The wall of the abdomen does more than contain our internal organs. It stabilizes our core, supporting the muscles of the back, which are critical to our walking and lifting. Of all of the muscle groups in the human body, the muscles of the abdomen are among the most used and least appreciated.
Sometimes, after a traumatic event or a major surgery (such as a kidney or intestinal transplant) the abdominal wall develops a dangerous swelling called a compartment syndrome. Compartment syndrome can cut off the supply of blood to the muscle, causing it to die. While many patches have been developed to re-close the abdomen after compartment syndrome, the only completely effective and functional method of re-closing the abdomen is to transplant the abdominal wall and muscles from a deceased donor.
The first abdominal wall transplants were performed in 1994. Today, this procedure is life-saving for patients who have suffered a catastrophic abdominal compartment syndrome. Abdominal wall transplant is not considered an elective procedure.
As with any transplant, patients who undergo reconstructive transplant of the abdominal wall need to take medications to suppress their immune systems, to keep from rejecting their grafts.
Am I a Candidate
Cleveland Clinic is committed to providing life-renewing reconstructive transplants to patients under the strictest guidelines for patient safety, patient health, and the protection of rights for both the patient and the donor.
Decisions about care after a traumatic accident or illness are influenced by many factors and should be undertaken by patients with the help and guidance of their family, friends and physicians.
Because reconstructive transplant requires the use of immunosuppression drugs for the lifetime of the patient, it is a treatment option that should be discussed only after it is clear that all traditional treatment options, including surgery, prosthesis and use of the patient’s own tissues, will not restore the patient’s function. These important treatments are not cosmetic procedures; they are intended to restore normal function to our patients.
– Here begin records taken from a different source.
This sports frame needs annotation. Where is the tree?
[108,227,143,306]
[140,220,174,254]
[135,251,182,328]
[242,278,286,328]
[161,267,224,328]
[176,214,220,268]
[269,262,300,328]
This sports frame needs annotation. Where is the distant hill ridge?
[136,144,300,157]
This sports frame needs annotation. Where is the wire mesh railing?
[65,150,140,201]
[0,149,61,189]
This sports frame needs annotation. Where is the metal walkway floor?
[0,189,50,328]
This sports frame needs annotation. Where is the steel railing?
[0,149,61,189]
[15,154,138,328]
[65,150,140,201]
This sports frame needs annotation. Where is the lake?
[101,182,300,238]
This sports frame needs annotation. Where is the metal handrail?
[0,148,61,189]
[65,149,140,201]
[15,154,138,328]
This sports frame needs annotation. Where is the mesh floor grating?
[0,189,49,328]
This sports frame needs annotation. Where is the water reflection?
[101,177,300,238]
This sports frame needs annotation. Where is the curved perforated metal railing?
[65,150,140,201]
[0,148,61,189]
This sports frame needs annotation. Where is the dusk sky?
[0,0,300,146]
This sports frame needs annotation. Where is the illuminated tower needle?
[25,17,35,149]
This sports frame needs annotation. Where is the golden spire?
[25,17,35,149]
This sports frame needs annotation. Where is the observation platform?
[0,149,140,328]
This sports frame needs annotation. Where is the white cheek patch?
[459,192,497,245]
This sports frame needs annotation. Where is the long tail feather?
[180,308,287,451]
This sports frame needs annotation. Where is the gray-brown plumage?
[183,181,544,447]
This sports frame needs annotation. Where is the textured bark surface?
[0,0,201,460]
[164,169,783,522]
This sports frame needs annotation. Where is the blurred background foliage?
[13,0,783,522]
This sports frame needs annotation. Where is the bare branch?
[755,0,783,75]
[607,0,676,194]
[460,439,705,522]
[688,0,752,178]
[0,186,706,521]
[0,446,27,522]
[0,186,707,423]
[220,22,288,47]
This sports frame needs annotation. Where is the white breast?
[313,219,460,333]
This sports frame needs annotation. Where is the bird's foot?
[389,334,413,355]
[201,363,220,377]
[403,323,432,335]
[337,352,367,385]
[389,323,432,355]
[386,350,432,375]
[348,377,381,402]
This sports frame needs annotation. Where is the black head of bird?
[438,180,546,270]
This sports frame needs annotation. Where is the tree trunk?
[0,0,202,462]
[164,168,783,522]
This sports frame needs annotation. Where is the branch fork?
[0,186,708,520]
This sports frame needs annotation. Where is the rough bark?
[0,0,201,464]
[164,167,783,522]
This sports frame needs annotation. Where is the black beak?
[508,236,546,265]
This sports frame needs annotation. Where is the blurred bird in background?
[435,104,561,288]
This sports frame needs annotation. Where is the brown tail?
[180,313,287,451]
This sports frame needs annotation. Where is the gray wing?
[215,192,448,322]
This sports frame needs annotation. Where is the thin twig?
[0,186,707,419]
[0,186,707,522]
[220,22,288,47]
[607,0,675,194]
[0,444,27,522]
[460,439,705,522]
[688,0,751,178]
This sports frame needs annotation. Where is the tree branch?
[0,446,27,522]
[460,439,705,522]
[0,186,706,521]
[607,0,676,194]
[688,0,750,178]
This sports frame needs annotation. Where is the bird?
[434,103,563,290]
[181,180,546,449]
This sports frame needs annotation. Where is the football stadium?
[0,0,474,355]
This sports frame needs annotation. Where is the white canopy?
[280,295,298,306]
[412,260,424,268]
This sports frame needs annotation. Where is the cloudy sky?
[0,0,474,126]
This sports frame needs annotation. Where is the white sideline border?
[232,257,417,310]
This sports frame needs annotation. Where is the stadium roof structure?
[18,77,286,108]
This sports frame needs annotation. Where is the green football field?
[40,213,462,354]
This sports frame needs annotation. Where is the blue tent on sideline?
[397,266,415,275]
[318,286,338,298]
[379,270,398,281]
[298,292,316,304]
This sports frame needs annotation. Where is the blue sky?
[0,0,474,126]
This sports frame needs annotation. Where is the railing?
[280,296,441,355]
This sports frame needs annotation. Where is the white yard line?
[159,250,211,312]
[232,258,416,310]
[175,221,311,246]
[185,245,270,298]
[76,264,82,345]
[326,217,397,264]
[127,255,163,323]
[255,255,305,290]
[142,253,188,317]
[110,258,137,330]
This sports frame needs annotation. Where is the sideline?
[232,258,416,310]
If you have suffered a traumatic injury or illness and are interested in exploring reconstructive transplant as an option, please contact us for more information or to schedule an appointment.
Becoming a Patient
Is reconstructive transplantation an option?
Reconstructive transplantation is reserved for those patients in whom conventional plastic and reconstructive surgery is insufficient to produce acceptable results. Potential patients are those who have suffered massive loss of complex tissue, including hands, faces, abdominal walls and larynx, where prosthesis is either unavailable or insufficient to restore physical integrity and function. Reconstructive transplantation offers the possibility of restoring natural function to these patients, allowing them to regain daily living independence.
Becoming a Reconstructive Transplantation patient
Patients interested in being considered for reconstructive transplantation at Cleveland Clinic are carefully screened for psychological health, family support, understanding of complications and medication compliance.
- Patients must be healthy enough to tolerate surgery and the extensive immunosuppression therapy required after surgery to prevent rejection.
- Patients must undergo extensive psychiatric evaluation to ensure their mental stability and ability to handle the treatment and recovery from transplantation.
- Patients are required to show a sufficient social support network to cope with the stress and possible complications of transplantation.
- Patients with a previous history of cardiovascular disease or cancer may not be eligible due to an increased risk of complications and recurrence from immunosuppression therapy.